“İman ve Yaşama Üslubu”na bir takdim yazısı yazan Said Başer, “Şiir ve Edebiyat Sohbetleri’ni yayınladıkları zaman, Banarlı’nın yazılarının ancak bu kadar olduğunu zannettiklerini, diğer yazılarının sonraki yıllarda tesbit edilebildiğini” söylüyor ve şöyle devam ediyor:
“Banarlı’ nın dünyasına girmek demek, bir bakıma Türklüğü, kültürümüzü onun gözüyle yeniden tanımak demekti. Dolayısıyla uzun zaman bu yazılardaki mana aleminin dışında kaldık. Hemen hepsini defalarca okumamıza rağmen, her biri mürekkep bir tefekkür mahsulü olan bu yazıları ne türlü tasnife tabi tutmak gerektiğine karar veremedik.

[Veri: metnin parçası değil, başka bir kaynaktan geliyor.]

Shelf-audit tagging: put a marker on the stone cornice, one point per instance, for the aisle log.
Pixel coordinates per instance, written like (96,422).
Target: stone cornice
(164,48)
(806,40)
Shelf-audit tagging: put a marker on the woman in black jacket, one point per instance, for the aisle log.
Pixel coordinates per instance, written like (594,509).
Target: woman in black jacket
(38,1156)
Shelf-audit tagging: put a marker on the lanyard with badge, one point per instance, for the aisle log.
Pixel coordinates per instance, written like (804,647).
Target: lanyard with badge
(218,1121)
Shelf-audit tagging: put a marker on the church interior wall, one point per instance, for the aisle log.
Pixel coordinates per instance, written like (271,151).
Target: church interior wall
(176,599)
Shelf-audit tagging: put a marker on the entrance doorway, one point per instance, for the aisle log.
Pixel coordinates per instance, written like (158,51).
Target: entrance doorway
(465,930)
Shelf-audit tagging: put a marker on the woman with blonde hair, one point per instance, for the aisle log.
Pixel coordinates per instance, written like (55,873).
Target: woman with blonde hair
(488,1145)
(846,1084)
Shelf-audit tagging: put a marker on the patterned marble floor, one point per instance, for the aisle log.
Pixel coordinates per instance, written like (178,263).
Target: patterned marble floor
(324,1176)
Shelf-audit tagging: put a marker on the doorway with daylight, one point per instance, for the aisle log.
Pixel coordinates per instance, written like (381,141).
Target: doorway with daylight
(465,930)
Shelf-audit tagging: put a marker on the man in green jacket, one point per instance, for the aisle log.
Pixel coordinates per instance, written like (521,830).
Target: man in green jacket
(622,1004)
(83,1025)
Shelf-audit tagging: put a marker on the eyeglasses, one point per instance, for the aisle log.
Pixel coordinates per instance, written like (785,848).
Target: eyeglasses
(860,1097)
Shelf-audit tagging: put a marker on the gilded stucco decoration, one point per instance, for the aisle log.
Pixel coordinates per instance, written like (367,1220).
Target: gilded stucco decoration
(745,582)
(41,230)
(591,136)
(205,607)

“Birçok tasnif denemesinden sonra gördük ki, bu yazılar, belli bir fikir ve iman kompozisyonunun zaman içine serpiştirilmiş parçaları gibiydiler. Mesela 1946’da yazılmış bir gazette fıkrası, 1970’lerde kaleme alınmış diğer bir makaleye giriş hüviyetinde idi. Topluca söylendiği takdirde zamanın otoriter rejimini huylandıracak fikirler, parça parça, tedirginlik uyandırmadan ifade edilmişIerdi(… ) Muhtelif konulardaki bu yazıları mevzularına göre ayırıp, hazırlanan kitaplarda yazılış sırasıyla vermek mümkündü. Ancak Milli Şef devri, 1960 ihtilali gibi devirlerde, Nihad Sami Bey, yazılarında söyleyeceğini yine söylüyor ama meseleleri sondan başa doğru da işleyebiliyordu. Eğer kitaplar yazıların tarih sırasına gore düzenlenselerdi, kitaplarda Işlenen fikirlerin insicamı bozulabilirdi.”
“Iman ve Yaşama Üslubu”nda da yazılar, yazılış tarihlerine göre değil, muhteva bakımından birbirini tamamlayacak şekilde sıralanmış. Eser beş bölümden meydana geliyor: “İman ve Taassub”, “Din Terbiyesi ve Sanat”, “Yaşama ÜsIubumuz”, “İnkar Hastalığı” ve “Uyanmaya Dair”.
Merhum Banarlı’nın bu son kitabı için, Yahya Kemal’in iman anlayışının bir tefsiridir denilebilir.